Select Committee on Home Affairs Appendices to the Minutes of Evidence


Submitted by The Law Society

  The Society welcomes the scrutiny of the Government's anti-terrorism proposals by the Home Affairs Select Committee, but is concerned that the Bill itself will not be published until after the deadline for written and oral evidence. It is essential that the detail of the Bill is properly examined and debated to make certain that it strikes the right balance between dealing with the threat of terrorism, whilst ensuring that there is due process and that fairness and justice are maintained.

  The Society has particular concerns regarding the practicalities of some of the Home Secretary's proposals so far announced, which we highlight below.

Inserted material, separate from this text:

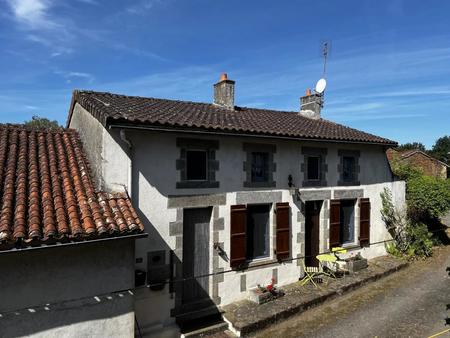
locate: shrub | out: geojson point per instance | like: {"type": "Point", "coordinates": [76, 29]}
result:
{"type": "Point", "coordinates": [410, 237]}
{"type": "Point", "coordinates": [427, 197]}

  A particularly difficult issue thrown up by the Government's proposal to amend the Immigration and Asylum Act 1999 with regard to those suspected or convicted of terrorist involvement relates to the definition of terrorism. Consideration of how the definition of "terrorist" will be framed begs the question of whether individuals such as Nelson Mandela, or democracy campaigners in China, Tibet or Burma would come within its ambit. The Home Secretary must spell out the definition of terrorism and the standards of proof in relation to this very clearly. Whilst we accept that the decision as to which organisation should be categorised as a terrorist group is properly a political decision, the decision making process itself must be open and transparent, and subject to Parliamentary debate.

  Furthermore, whether or not the Home Secretary has reasonable grounds for concluding that an individual is a member of a specified terrorist group or suspected of terrorist involvement must be a decision for the courts. A proper judicial process is crucial to ensure scrutiny of the otherwise unchallenged view of the security service as to who is a threat to national security. This is particularly necessary in view of experiences during the Gulf War, when British immigration laws were used to detain hundreds of innocent men from the Middle East on the misconceived basis that they were Iraqi agents or army officers. At the end of the war, none of the detainees were deported and some were paid compensation as a result of having been wrongly detained.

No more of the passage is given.